Banks PBT shoot up 27% to GH¢4.9 billion in August 2021

The profit before tax of the banking industry has seen an increase The profit before tax of the banking industry has seen an increase

The profit before tax (PBT) of the banking industry shot up by 27.4 percent to ¢4.9 billion in the first eight months of this year, signaling a recovery in economic activity.

According to the Bank of Ghana, this is higher than the growth of 19.2 percent registered a year ago.

Over the same comparative period, net interest income grew by 17.9 percent to ¢8.3 billion, marginally lower than the 18.7 percent growth a year ago.

Net fees and commissions grew strongly by 21.8 percent to ¢1.85 billion, higher than the growth of 8.9 percent for the same period last year. This reflected the continued recovery in trade finance-related and other ancillary businesses of banks.

Also, total operating income rose by 15.7 percent, marginally below the corresponding growth rate of 17.0 percent.

Cost control measures within the banking sector continued to support profit performance with operating costs increasing by 9.0 percent, lower than the 12.1 percent increase for the same period in 2020.

For loan loss provisions, it also increased by 5.3 percent, compared with the 29.5 percent growth a year ago.
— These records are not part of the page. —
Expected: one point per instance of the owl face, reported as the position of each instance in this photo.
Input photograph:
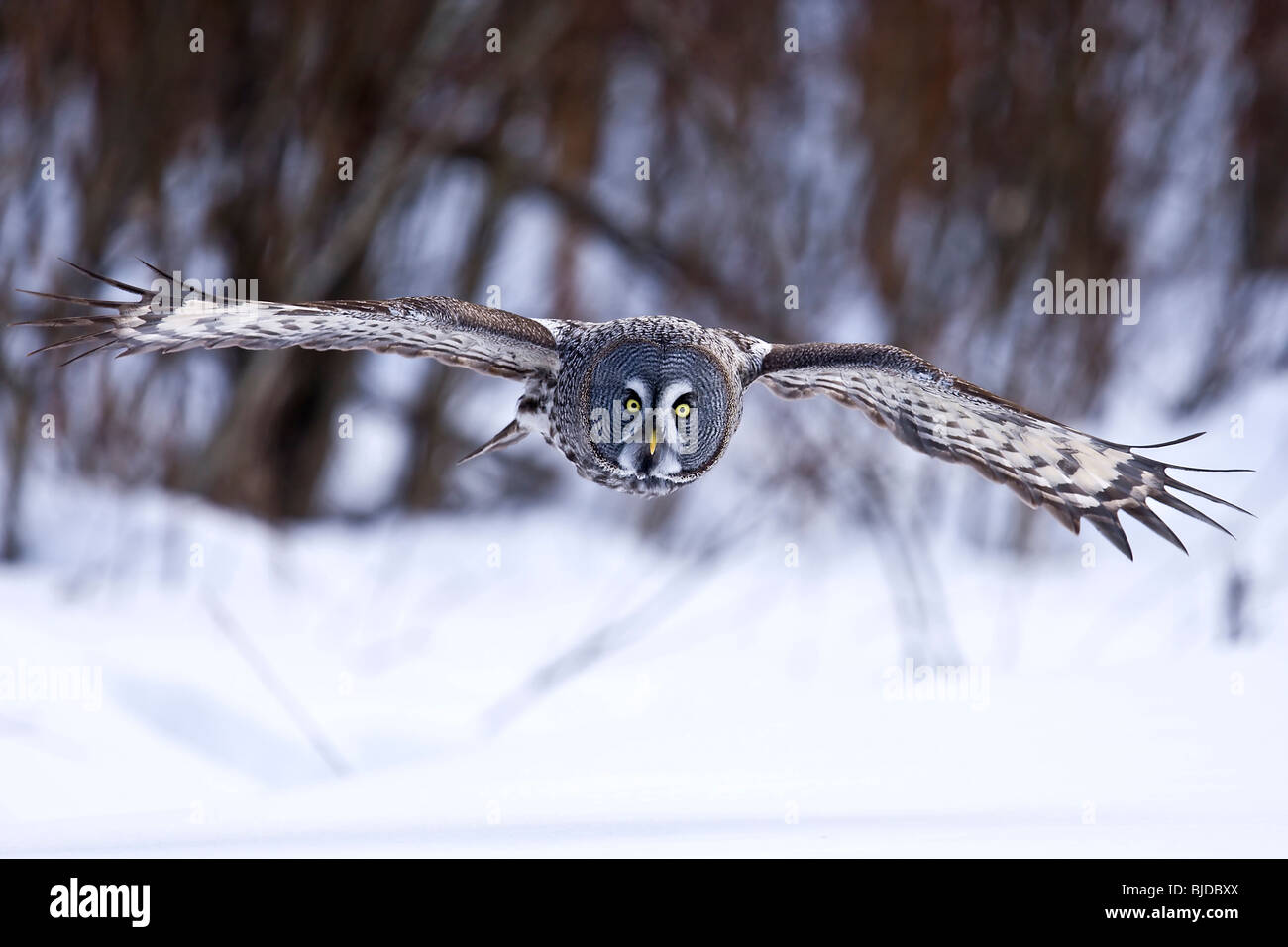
(657, 415)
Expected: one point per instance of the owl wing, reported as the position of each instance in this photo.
(1069, 474)
(492, 342)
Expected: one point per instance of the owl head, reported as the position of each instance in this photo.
(656, 415)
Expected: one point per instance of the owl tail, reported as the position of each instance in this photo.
(510, 434)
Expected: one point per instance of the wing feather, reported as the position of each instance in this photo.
(487, 341)
(1072, 474)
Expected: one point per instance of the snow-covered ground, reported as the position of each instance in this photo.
(544, 684)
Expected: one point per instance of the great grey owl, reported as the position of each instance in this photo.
(647, 405)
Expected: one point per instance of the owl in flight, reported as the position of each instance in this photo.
(647, 405)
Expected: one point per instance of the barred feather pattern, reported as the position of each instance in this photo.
(1072, 474)
(487, 341)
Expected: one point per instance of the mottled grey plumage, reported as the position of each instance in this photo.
(647, 405)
Profit before tax accordingly increased by 27.4 percent to ¢4.9 billion, higher than the growth of 19.2 percent a year ago.

The Bank of Ghana described the banking sector as strong and well-capitalized, with stronger growth in total assets, investments and deposits.
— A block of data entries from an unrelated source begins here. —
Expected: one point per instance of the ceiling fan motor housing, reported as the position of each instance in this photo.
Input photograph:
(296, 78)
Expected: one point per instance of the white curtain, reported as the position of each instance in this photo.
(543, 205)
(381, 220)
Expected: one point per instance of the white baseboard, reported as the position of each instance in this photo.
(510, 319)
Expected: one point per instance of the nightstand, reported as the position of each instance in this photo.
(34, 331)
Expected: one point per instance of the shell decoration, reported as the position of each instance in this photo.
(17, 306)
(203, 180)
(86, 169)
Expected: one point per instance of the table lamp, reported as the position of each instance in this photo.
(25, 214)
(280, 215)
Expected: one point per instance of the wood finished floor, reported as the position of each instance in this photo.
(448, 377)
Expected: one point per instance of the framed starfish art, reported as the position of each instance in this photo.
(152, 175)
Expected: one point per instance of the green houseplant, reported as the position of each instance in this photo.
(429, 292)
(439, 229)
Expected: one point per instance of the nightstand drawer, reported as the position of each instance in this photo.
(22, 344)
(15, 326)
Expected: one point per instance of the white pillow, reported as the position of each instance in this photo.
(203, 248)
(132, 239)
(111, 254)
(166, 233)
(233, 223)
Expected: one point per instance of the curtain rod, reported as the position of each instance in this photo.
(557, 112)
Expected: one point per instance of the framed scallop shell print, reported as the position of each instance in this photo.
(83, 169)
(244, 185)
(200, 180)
This is represented in the financial statements of the majority of the banks.

Total assets increased by 16.7 percent to ¢166.4 billion as of the end of August 2021, driven mainly by a 28 percent year-on-year growth in investments to ¢80.3 billion.

Also, growth in gross advances rose by 8.7 percent as of August 2021 from the end-June position of 5.7 percent.

Furthermore, the Bank of Ghana said strong liquidity flows during the period resulted in a 21.8 percent annual growth in total deposits to ¢111.6 billion.

On the Financial Soundness Indicators, the Central Bank said it had remained strong, whilst the industry’s Capital Adequacy Ratio of 20.7 percent at the end of August this year, was way above the regulatory minimum threshold of 11.5 percent.

The regulator also said that private sector credit growth has not fully recovered to pre-pandemic (Covid-19) levels due to lingering supply-side risk aversion from the shock of the pandemic as well as slower-than-expected growth in demand for loans that are backed by bankable projects.

The annual nominal growth in private sector credit, therefore, slowed to 9.5 percent in August 2021 compared with 14.3 percent, in the corresponding period of 2020.

Similarly, real private sector credit contracted marginally by 0.1 percent compared to a growth of 3.4 percent, recorded over the same comparative period.